Location
- Blackfen Road, Sidcup Borough of Bexley, Greater London, DA15 9NU England
- Coordinates: 51°26′53″N 0°06′43″E﻿ / ﻿51.448°N 0.112°E

Information
- Type: Academy
- Department for Education URN: 137965 Tables
- Ofsted: Reports
- Headteacher: Carrie senior
- Gender: Girls (secondary) Mixed (sixth form)
- Age: 11 to 19
- Enrolment: 1,1398
- Capacity: 1500
- Colours: Navy and Red
- Website: http://www.blackfenschoolforgirls.co.uk/

= Blackfen School for Girls =

Blackfen School for Girls is a girls' secondary school and sixth form with academy status, located in Blackfen in the London Borough of Bexley, England. Although it is a girls school, the sixth form over the past few years has become mixed. This is due to the partner school Hurstmere Foundation School having no sixth form, so many pupils from Hurstmere join the sixth form in Blackfen school.

==Description==
The headmaster is currently Matthew Brown, having previously been Louise Sharples. The school gained specialist status in Maths and Computing in 2004. Compared with many other secondary schools in the area, it is one of the highest achieving in terms of GCSE and A-level results. The percentage of students gaining five or more A* to C, including English and Mathematics was almost 64% in 2011, an 8% increase on the previous year. Five or more A* to C grades were gained by 82% of students and almost 25% of students gained three A* or A grades.

The school converted to academy status on 1 April 2012.
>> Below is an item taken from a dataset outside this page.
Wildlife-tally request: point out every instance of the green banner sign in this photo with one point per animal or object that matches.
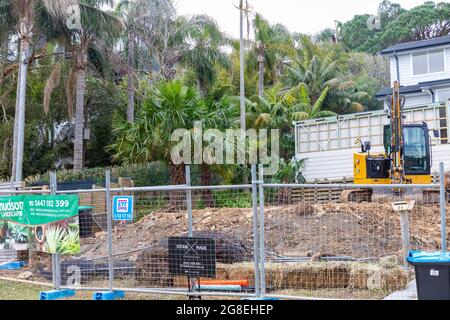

Ofsted considers this to be a good school and has not done a full inspection since it converted to an academy in 2012.
Ofsted reported in 2019 that the students are happy and safe, and like the way that the head teacher knows all their names and addresses them individually. They like the vertical tutor groups as it helps them integrate with everyone across the years. They like the broad and aspirational Key Stage 3 curriculum, which includes dance and drama. The school is aware that their Spanish offer is not as strong as their French. Law is one of the subjects offered as an option in Key Stage 4, and this is taught on three levels.